La defensa de Alberto, que ejerce la abogada Rosa María Roldán Herrero, ha rechazado que su cliente sea la «máquina de matar» que describen las acusaciones y precisó que solo dio «seis o siete» clases de boxeos «con unos amigos y unas manoplas». Insistió en que Alberto está «arrepentido» de lo que pasó, pero que dio dos puñetazos en el contexto de una pelea sin intencionalidad alguna de causar la muerte. ¿Cómo podía pensar que dos puñetazos podían matarlo? ¿En cuántas peleas se dan dos puñetazos?», preguntó, al tiempo que insistió en que «no se conocían de nada, por lo que no había relación de amistad ni enemistad». Calificó los hechos como delito de lesiones en concurso con uno de homicidio por imprudencia, por los que pidió una condena de dos años para su cliente, que «carece de antecedentes penales y policiales», reiteró la abogada.

La abogada Regina Apalategui, que representa a Alejandro, el otro investigado por la muerte de Pablo, coincidió en la calificación de los hechos y en la petición de condena para su cliente, y recordó que el juzgado instruyó la causa por homicidio, «nunca asesinato». La letrada, que coincidió también en la ausencia de intencionalidad, alegó: «Mi cliente se entregó voluntariamente en comisaría y ha colaborado (lo que pidió que sea valorado como un atenuante). No discuto que participara en los hechos y que tenga una responsabilidad penal, lo que discuto es el asesinato, si se planteaban [los acusados] como posibilidad que este chico pudiera o no fallecer».

El abogado Alfonso Sell, que representa a uno de los acusados de encubrimiento, que es amigo de Alberto, pidió que su cliente sea exonerado. «Él tuvo una actuación encaminada a apartarlo [a Alberto], a socorrerlo, y posiblemente se excede, llevado por esa amistad. Y sobre esos actos se puede hacer un juicio moral, pero no se les pide eso, sino determinar si lo que hizo fue susceptible de un delito de encubrimiento», explicó al jurado.

La defensa del otro acusado de encubrimiento, que trabajaba en el control de acceso de la sala Theatro cuando ocurrieron los hechos, y que también era amigo de Alberto, pide igualmente un veredicto exculpatorio para su cliente.
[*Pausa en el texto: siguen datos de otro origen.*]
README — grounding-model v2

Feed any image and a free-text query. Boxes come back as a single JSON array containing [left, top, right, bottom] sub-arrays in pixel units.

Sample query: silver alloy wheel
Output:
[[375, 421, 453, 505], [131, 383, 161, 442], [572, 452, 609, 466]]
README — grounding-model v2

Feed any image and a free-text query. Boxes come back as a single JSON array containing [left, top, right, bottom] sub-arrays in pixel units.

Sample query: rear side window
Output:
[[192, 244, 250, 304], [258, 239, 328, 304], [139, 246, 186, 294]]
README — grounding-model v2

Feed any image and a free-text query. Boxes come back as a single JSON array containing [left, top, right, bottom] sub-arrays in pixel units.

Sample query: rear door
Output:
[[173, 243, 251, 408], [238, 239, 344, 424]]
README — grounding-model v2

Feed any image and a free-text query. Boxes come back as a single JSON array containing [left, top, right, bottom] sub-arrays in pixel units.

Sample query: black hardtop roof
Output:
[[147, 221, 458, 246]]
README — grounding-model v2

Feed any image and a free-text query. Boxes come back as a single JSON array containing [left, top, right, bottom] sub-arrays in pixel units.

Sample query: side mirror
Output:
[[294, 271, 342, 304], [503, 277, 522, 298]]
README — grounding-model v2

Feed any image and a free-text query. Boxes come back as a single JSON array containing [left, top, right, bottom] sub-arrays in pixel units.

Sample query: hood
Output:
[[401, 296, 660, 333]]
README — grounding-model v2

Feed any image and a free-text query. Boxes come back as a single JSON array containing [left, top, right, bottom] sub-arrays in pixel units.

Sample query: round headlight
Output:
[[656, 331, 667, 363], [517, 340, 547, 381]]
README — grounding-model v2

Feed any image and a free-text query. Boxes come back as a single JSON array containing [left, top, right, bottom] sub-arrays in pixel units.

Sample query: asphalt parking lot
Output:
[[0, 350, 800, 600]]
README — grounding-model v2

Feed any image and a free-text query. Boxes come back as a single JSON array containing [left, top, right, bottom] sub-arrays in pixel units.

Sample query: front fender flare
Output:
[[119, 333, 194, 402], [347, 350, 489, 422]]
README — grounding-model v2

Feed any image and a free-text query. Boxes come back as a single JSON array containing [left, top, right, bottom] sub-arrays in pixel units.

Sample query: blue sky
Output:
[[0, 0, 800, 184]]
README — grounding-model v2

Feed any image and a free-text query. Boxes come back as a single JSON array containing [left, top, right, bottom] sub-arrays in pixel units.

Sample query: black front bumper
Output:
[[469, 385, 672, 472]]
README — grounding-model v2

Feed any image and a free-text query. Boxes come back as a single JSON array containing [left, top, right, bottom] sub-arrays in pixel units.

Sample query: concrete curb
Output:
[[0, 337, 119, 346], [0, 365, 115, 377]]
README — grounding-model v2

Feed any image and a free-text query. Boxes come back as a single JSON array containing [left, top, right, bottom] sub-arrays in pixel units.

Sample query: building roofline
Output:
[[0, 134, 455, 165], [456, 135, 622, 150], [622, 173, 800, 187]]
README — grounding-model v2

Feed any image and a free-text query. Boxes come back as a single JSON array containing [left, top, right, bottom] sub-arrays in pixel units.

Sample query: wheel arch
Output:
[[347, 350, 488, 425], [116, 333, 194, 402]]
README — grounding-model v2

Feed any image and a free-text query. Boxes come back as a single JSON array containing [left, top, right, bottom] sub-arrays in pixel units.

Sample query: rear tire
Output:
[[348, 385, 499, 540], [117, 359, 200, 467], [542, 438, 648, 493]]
El abogado Gonzalo Pérez Cerezo, que representa al portero, alegó: «No participa en la pelea salvo para separar, intenta hacer en todo momento su trabajo. ¿Qué hace aquí sentado? Jamás imaginé que llegaríamos hasta aquí. La jueza archivó la causa contra mi defendido, pero se reabrió porque recurrió la acusación particular». El letrado trató de aclarar que esa noche, cuando llegó la policía, su cliente dijo que solo había visto a uno de los individuos porque le unía un vínculo de amistad con Alberto, pero que al día siguiente, cuando se enteró de la muerte de Pablo, «intentó colaborar con la policía».

La segunda sesión del juicio está prevista mañana con las declaraciones de todos los acusados.